Je souhaiterais vous poser les questions suivantes:

1) À la lumière des expériences et constatations antérieures des services de contrôle, n'est-il pas recommandé d'énumérer les éléments pouvant entrer en considération pour l'estimation du préjudice ? Si non, pouvez-vous mentionner explicitement les objections et expliquer en quoi elles sont déterminantes ? Si oui, pouvez-vous en dire plus sur le calendrier et le contenu ?

2) D'autres mesures (de contrôle) ou modifications législatives sont-elles attendues en la matière ? Pouvez-vous préciser votre réponse ?

Réponse reçue le 19 aôut 2022 :

1) L’évaluation concrète du dommage est laissée à l’appréciation souveraine du pouvoir judiciaire. Il s’agit d’une jurisprudence constante de la Cour de cassation. Cela permet d’inclure tous les éléments pertinents dans l’évaluation du dommage, tels que: le manque à gagner, les frais d’enquête et de recherche et la perte subie. En effet, le principe général du droit de la responsabilité extracontractuelle en Belgique est l’indemnisation de l’intégralité du dommage. Lors de la transposition de la directive relative au respect des droits de propriété intellectuelle (directive 2004/48/CE), le législateur a choisi d’étendre le principe selon lequel le juge est souverain dans l’évaluation du préjudice aux dommages subis du fait d’une atteinte aux droits intellectuels. Aucune exception n’a été faite pour la propriété intellectuelle par le fait de prévoir une énumération des postes du dommage. La directive prévoit en effet une énumération des postes du dommage, mais en même temps, elle n’entre pas dans le détail de chacun de ces postes. La voie suivie par le législateur de l’époque laisse au juge une large marge d’appréciation, et ce dans les limites des principes de base de la responsabilité extracontractuelle, à savoir la réparation intégrale du dommage subi. Cela permet également au juge de prendre en compte davantage d’éléments que ceux énumérés dans la directive sur le respect des droits. Je peux également mentionner que l’exposé des motifs de la loi transposant la directive sur le respect des droits mentionne les différents postes du dommage énumérés dans la directive sur le respect des droits. L’exposé des motifs d’une loi joue un rôle important dans l’application et l’interprétation de la loi.

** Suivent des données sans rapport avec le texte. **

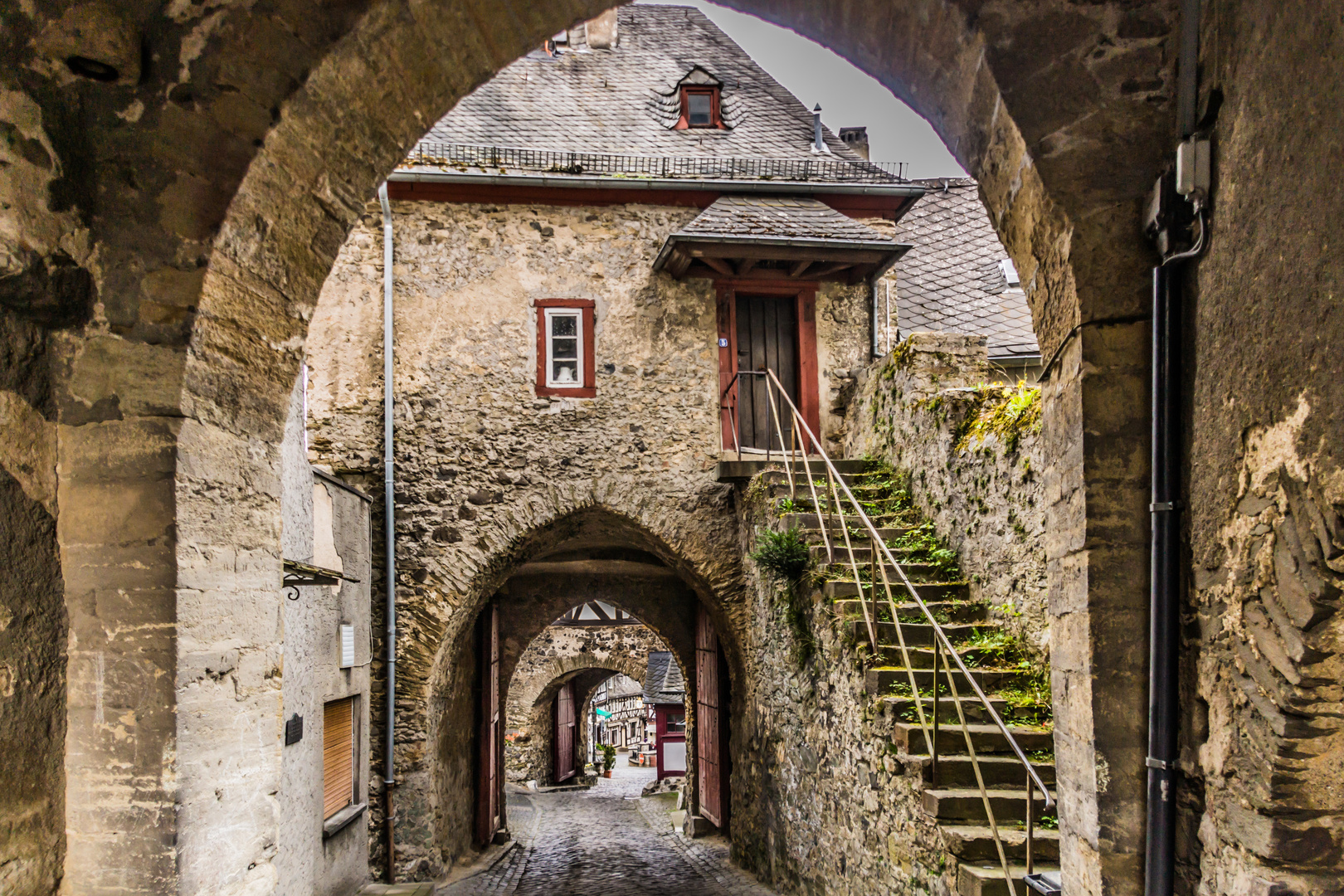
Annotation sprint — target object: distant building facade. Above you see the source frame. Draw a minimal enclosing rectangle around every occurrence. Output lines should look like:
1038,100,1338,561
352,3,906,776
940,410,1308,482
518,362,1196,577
644,651,685,778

Cela signifie également que, en droit belge, les dommages et intérêts ne peuvent pas avoir de caractère punitif. Par conséquent, les dommages et intérêts ne peuvent être supérieurs au préjudice réellement subi. Si les dommages et intérêts réclamés sont supérieurs au dommage réellement subi, l’indemnité a un caractère punitif, ce qui est interdit.

L’appréciation finale de l’évaluation correcte de l’indemnisation réclamée par Visual Rights Group relève donc de la seule responsabilité du pouvoir judiciaire.

La méthode utilisée par le législateur lors de la transposition de la directive sur le respect des droits s’inscrit donc dans le cadre des règles prévalant en Belgique en matière de responsabilité extracontractuelle. Il n’est par conséquent pas opportun de la modifier pour le moment.

2) La réglementation relative au respect des droits de propriété intellectuelle, y compris le droit d’auteur, a été harmonisée au niveau européen (directive 2004/48/CE). En outre, la directive 2014/26/UE prévoit un cadre harmonisé en matière de transparence auquel les entités de gestion indépendantes doivent se conformer. Le Service de contrôle vérifie les activités des entités de gestion telles que Visual Rights Group dans le cadre des compétences qui lui sont accordées. Si les citoyens ou les entreprises contestent l’ampleur de l’indemnisation, ils peuvent faire appel à un médiateur. Le Service de contrôle ne peut pas se prononcer sur l’ampleur de l’indemnisation. Si aucun accord ne peut être trouvé quant à l’ampleur de l’indemnisation, il appartient aux cours et tribunaux compétents de se prononcer. Le cadre légal actuel me semble pour le moment suffisant et conforme au droit européen. Par conséquent, aucun changement législatif n’est actuellement en préparation, mais mes services surveillent la situation.